Admin: Thanks for your article Laureen. One of my favorite articles on this is site is about Having Tough Love With An Alcoholic. Alcoholics are master manipulators. They know how to play on people’s emotions in order to get the things they need to bail them out of  the messes they’ve created. It sounds like you have already set boundaries to protect your finances. Only you can decern if he will ever pay you back money that you loan him. If he will pay you back, perhaps, you should make it a business deal and create a formal document where he agrees to pay interest as well.

I am so glad to hear you are attending Al-anon. Continue to stay connected and you gain a greater understanding of an alcoholics personality.
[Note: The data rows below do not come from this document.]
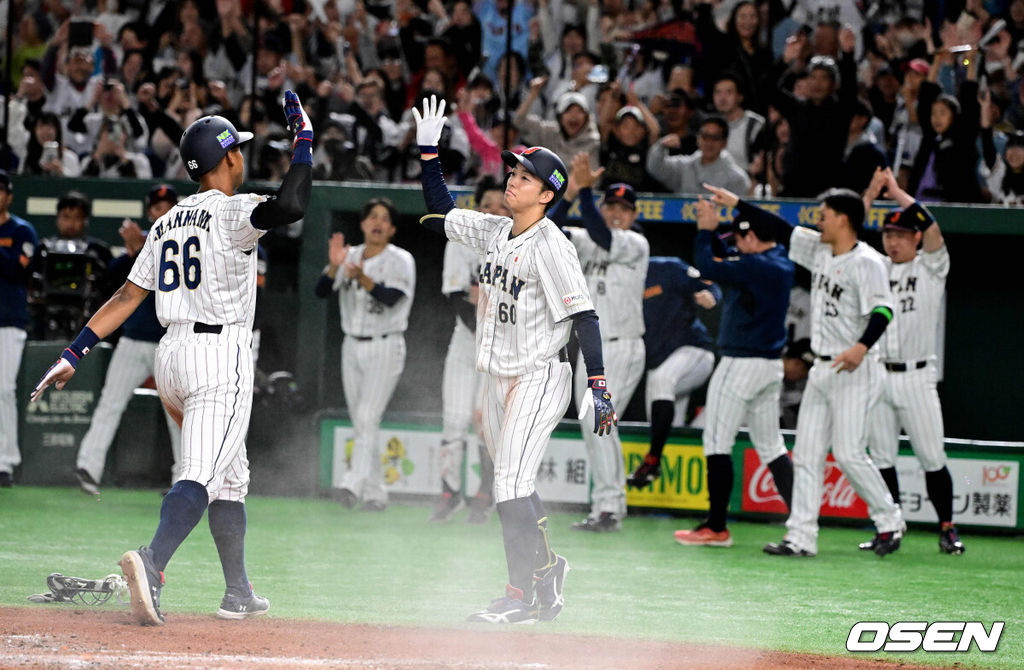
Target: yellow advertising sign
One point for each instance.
(683, 484)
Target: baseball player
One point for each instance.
(375, 285)
(17, 246)
(461, 386)
(757, 277)
(614, 261)
(851, 305)
(132, 361)
(532, 292)
(679, 350)
(909, 399)
(200, 259)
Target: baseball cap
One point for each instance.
(568, 99)
(630, 111)
(162, 193)
(544, 164)
(920, 66)
(621, 193)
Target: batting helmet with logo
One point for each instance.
(205, 142)
(544, 164)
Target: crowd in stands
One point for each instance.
(766, 97)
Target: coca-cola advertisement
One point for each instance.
(760, 494)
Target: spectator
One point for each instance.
(677, 111)
(739, 50)
(863, 151)
(944, 169)
(744, 126)
(818, 125)
(494, 21)
(45, 152)
(710, 164)
(113, 157)
(573, 131)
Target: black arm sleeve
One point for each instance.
(781, 227)
(463, 308)
(589, 334)
(386, 294)
(877, 325)
(324, 286)
(290, 203)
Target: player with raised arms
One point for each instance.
(200, 258)
(531, 293)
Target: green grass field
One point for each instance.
(316, 560)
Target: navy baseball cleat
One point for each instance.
(144, 583)
(949, 541)
(548, 587)
(236, 606)
(786, 548)
(508, 610)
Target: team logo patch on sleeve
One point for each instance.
(573, 299)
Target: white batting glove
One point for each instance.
(429, 124)
(60, 372)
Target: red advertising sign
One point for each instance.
(760, 494)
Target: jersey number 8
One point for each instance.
(170, 276)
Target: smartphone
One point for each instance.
(50, 151)
(80, 33)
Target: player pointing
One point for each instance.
(909, 399)
(200, 258)
(532, 292)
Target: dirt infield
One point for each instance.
(60, 636)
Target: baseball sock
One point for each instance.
(182, 508)
(519, 532)
(892, 480)
(781, 473)
(940, 489)
(719, 490)
(227, 526)
(662, 413)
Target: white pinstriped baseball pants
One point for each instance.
(11, 347)
(909, 401)
(131, 363)
(370, 372)
(834, 412)
(744, 388)
(624, 363)
(519, 414)
(209, 379)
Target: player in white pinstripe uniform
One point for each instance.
(461, 385)
(375, 282)
(132, 361)
(851, 305)
(613, 257)
(909, 399)
(17, 246)
(532, 293)
(200, 258)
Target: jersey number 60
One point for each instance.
(170, 276)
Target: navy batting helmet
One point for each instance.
(544, 164)
(205, 142)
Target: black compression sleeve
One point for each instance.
(289, 205)
(589, 334)
(463, 308)
(877, 325)
(386, 294)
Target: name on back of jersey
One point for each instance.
(499, 277)
(199, 218)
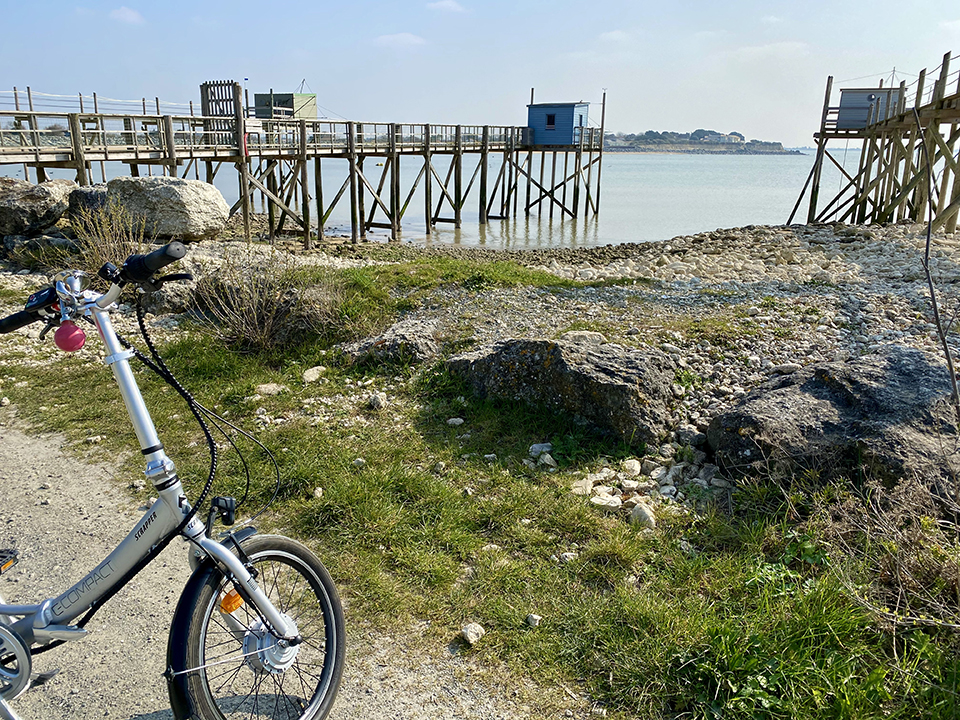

3 comments to Alcoholic Asking For Financial Help-Should I Give Money?

  • Michael S.

    Laurenn, Its great that you were able to recover from financial devestation. NO is a complete sentence. Try looking at his requests for financial help reflected from past behavior. I agree its good not to make decisions early in recovery. Just think if you would marry him…………his bills would be yours.
    I am married and face the understanding that my spouse and I are one. I love my wife and struggle with knowing where does love end and enabling begin? I don’t give my wife money for alcohol, drugs, cigarettes. All of the bills are ours. I have a pension. She doen not have any income. She must get our money from the bank herself. We have been married over 25 years of her substance abuse.
    a word to the wise, look before you leap.

    Mike S

  • Sandy

    Laureen,
    If I could change just one thing that I did in the 6 yr. relationship I had with my ABF, that would be never to have lent him money. I helped him pay off a 5000 dollar bank loan in Oct. 2010. (with a signed agreement) It was either me helping him he said, or he’d have to take a loan from a money lender that might kill him in the end he said. He hasn’t paid me a cent back. Not only did I seemingly loose the money forever, it ruined our relationship. He lives from hand to mouth and is apparently waiting till he wins the friggin’ lottery to pay me the lump sum in “one blow”. I call that the perfect crime. He thinks of me as a nag. I get so angry/sad/blown away when I speak to him. He always says he understands how I would feel the way I do, but he’s not gonna budge! Often at the end of the month when he starts worrying about paying his bills, he just might give me a call. ( baby, honeybunny ) It’s when his soggy, manipulative mind starts seeing if my door is open, just in case he might need to be saved. He’s got another woman now. She’s cold and treats him badly ( with bounderies ). He runs after her! If you want to respect yourself without having to rehabilitate yourself from knowing him, don’t enable him in anyway if possible! All the best.

  • Sally

    Laureen, make a list with 2 columns. List the good times with your drunk, and then list the bad times. Then answer honestly this question: “Do I want to live like this for another year? Another 5 years? Another 20?” You know your drunk is not an honorable man. You know he lies to you. He says nasty, hateful things to you. It’s not the alcohol talking. The things he says to you have their roots in his true character. My child put it perfectly – drunks can’t lie. They only tell the truth of what they feel when they’re drunk. When they’re sober, they “play nice” because they know it will get them what they want – you sucked back into their misery. You are not and will never be this man’s first priority. Alcohol is way more important to him than you are. You are a means to an end. I can tell you these things because just 4 months ago, I walked out on the drunk in my life after 5 years. You don’t have the power and never will to save your drunk. You got out once, now have the courage to have a life that doesn’t allow him in it ever again. Regardless of what you feel, he’ll never be worth the pain he’s caused in the past, or will cause you in the future. You’re in my thoughts and prayers.